Doctoral funding Research Training Group in the Field of Immunology Continues Successful Work

1 June 2026

DFG is providing approximately 5.8 million euros in funding for RTG 2727 at the Medical Faculty Mannheim during the second funding period

Investigating the control mechanisms of immune cell reactivity and how they can be used to improve immune therapy strategies is the topic of a Research Training Group at Heidelberg University that will now continue its successful work in a second funding period. RTG 2727 “Innate Immune Checkpoints in Cancer and Tissue Damage” (InCheck), located at the Medical Faculty Mannheim, has succeeded with its extension application in the latest approval round of the German Research Foundation (DFG). The DFG is making available approximately 5.8 million euros in funding for this doctoral training program for a period of four and a half years. Its spokesperson is the Mannheim-based immunobiochemist Prof. Dr Adelheid Cerwenka. 

Portraitbild Adelheid Cerwenka

RTG 2727’s research studies focus on the innate immune system, which constitutes the first line of defense in the battle against infections and cancer. Control mechanisms called checkpoints regulate immune cell reactivity. Yet, little is known so far about how exactly they influence immune responses.
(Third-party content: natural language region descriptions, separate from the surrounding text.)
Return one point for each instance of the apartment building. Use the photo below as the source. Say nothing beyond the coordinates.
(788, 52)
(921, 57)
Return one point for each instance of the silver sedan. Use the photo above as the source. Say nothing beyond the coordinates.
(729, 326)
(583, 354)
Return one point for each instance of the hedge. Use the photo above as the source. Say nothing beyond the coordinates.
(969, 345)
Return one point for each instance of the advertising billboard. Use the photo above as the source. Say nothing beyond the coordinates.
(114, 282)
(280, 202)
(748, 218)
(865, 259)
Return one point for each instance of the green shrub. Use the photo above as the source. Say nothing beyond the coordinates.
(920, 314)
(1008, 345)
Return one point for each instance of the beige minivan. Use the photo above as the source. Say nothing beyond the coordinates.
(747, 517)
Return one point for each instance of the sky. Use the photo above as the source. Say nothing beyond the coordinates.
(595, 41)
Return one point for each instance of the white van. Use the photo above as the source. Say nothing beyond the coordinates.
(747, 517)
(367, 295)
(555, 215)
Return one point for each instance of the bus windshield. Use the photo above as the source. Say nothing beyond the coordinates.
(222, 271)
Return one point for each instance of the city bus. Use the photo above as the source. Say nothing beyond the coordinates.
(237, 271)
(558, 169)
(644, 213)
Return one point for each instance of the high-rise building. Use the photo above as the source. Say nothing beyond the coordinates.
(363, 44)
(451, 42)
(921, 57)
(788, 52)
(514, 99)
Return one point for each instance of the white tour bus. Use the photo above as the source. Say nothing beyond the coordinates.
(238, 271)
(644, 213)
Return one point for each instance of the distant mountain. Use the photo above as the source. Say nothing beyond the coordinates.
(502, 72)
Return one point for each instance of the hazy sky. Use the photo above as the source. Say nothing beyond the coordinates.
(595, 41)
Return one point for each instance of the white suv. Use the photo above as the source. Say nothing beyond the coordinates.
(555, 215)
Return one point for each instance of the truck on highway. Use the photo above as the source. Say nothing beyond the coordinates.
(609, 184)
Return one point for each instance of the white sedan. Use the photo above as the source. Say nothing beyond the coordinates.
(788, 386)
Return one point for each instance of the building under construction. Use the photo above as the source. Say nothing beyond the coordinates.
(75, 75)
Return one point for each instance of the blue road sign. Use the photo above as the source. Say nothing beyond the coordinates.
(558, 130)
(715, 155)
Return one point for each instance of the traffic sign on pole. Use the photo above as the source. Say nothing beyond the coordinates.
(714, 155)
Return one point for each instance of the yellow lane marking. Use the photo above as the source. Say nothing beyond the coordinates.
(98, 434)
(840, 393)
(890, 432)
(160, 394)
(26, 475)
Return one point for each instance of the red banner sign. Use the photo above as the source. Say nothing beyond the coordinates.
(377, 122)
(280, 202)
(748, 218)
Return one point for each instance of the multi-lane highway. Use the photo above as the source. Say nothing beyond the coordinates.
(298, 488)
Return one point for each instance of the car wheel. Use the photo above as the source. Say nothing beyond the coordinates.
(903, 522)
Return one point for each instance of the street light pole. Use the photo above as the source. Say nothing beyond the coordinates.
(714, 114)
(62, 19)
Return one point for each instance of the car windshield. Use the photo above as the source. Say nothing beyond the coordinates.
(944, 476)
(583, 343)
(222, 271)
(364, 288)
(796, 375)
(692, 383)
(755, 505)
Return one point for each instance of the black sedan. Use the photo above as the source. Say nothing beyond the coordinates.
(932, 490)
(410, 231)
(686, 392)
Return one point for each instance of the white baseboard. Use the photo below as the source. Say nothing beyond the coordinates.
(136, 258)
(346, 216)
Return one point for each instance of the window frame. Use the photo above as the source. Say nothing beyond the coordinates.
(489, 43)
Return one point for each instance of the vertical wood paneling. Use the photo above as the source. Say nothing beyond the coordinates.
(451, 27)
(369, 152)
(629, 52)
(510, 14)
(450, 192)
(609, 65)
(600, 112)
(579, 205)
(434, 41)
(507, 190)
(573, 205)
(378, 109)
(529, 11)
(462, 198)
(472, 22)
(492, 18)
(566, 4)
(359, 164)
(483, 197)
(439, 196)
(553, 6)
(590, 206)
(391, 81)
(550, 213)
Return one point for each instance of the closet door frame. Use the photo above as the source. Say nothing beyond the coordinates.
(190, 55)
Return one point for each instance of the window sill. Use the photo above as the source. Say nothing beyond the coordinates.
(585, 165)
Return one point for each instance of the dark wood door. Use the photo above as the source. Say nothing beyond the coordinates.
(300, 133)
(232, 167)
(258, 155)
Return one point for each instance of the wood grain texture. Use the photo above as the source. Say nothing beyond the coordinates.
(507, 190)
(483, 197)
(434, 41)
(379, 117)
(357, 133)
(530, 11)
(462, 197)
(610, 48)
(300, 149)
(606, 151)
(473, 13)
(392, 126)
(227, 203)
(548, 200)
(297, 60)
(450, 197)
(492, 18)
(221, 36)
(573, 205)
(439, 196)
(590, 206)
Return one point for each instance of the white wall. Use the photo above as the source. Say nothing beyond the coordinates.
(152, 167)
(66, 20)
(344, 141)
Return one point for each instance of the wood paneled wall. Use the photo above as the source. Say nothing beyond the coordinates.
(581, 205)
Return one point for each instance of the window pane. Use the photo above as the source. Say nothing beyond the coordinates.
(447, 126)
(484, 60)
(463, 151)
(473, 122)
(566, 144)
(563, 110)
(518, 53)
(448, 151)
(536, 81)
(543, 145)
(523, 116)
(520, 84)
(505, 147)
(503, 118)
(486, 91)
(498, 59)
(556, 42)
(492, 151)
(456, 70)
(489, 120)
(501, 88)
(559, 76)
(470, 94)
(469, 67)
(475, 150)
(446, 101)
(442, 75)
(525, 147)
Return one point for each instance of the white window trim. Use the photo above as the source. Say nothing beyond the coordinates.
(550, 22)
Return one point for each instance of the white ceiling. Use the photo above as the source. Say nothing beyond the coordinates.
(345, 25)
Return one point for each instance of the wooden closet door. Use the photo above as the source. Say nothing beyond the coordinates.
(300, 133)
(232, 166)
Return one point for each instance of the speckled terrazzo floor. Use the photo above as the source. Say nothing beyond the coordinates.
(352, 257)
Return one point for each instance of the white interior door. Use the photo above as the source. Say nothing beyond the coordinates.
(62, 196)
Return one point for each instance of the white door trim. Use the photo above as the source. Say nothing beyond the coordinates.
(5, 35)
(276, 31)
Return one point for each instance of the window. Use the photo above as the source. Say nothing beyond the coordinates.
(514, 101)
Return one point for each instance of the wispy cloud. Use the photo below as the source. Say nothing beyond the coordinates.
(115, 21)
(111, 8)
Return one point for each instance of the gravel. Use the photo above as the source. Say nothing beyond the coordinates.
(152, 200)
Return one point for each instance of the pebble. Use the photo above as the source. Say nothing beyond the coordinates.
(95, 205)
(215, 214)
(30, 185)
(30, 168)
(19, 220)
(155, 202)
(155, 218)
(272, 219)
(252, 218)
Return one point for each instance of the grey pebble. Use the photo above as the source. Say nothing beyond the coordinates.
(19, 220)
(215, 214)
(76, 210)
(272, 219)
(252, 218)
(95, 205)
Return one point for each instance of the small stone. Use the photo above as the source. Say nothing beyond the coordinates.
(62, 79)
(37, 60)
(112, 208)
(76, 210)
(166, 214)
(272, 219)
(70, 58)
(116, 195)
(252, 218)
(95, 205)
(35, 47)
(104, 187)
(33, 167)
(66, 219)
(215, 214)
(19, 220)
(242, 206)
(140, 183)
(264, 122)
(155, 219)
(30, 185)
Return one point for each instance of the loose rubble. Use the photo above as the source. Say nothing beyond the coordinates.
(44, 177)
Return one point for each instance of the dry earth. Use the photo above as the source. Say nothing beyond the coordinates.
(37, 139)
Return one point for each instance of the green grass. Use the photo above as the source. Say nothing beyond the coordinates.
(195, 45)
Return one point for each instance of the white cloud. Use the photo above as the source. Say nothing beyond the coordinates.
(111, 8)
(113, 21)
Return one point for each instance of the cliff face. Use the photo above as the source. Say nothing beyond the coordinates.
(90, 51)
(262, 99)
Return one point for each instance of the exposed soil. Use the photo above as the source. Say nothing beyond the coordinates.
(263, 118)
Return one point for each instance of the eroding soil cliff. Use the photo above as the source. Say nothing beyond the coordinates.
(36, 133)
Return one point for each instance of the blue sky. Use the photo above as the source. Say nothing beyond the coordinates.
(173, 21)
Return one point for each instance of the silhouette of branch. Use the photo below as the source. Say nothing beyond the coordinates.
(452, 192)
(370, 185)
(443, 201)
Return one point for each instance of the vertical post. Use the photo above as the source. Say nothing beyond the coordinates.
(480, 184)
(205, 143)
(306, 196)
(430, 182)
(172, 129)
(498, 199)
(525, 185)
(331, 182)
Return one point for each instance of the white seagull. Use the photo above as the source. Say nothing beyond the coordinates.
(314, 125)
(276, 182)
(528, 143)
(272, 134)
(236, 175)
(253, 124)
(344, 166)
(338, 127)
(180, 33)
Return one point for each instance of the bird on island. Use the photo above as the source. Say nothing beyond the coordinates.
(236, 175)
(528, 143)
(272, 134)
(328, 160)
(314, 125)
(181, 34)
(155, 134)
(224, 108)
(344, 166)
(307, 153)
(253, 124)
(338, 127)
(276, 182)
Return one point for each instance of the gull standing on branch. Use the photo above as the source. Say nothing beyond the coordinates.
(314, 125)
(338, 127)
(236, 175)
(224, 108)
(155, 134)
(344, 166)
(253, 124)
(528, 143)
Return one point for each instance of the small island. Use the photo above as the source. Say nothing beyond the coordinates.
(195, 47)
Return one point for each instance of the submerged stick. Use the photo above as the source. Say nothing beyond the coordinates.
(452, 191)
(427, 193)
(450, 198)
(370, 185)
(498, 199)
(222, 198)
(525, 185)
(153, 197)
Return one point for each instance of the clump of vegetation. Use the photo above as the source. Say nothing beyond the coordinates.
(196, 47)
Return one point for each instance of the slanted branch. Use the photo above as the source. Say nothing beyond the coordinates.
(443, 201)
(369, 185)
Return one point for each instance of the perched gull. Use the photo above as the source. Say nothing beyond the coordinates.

During the second funding period the studies will continue to decode the checkpoints at different molecular levels and aim to investigate the identified immune checkpoints in the context of multicellular interactions in healthy, damaged and malignant tissue. These insights are intended to help in exploiting control mechanisms of immune cell reactivity therapeutically by blocking or activating checkpoints in cancer and inflammatory tissue damage. 

In order to foster the interaction between basic research and translational research, the RTG is supporting tandem cooperation between doctoral students in the medical field and those doing research at the Faculty of Biosciences. Besides scientists at the Medical Faculties Mannheim and Heidelberg at Heidelberg University and the German Cancer Research Center in Heidelberg, partners from the University of Vienna (Austria) and the Karolinska Institutet in Stockholm (Sweden) are also involved in the RTG “Innate Immune Checkpoints in Cancer and Tissue Damage”. 

Its spokesperson Adelheid Cerwenka is Managing Director of the Mannheim Institute for Innate Immunoscience (MI3) and Professor for Immunobiochemistry at the Medical Faculty Mannheim. Prof. Dr Martina Muckenthaler, head of the Molecular Medicine research division at the Medical Faculty Heidelberg, serves as deputy spokesperson.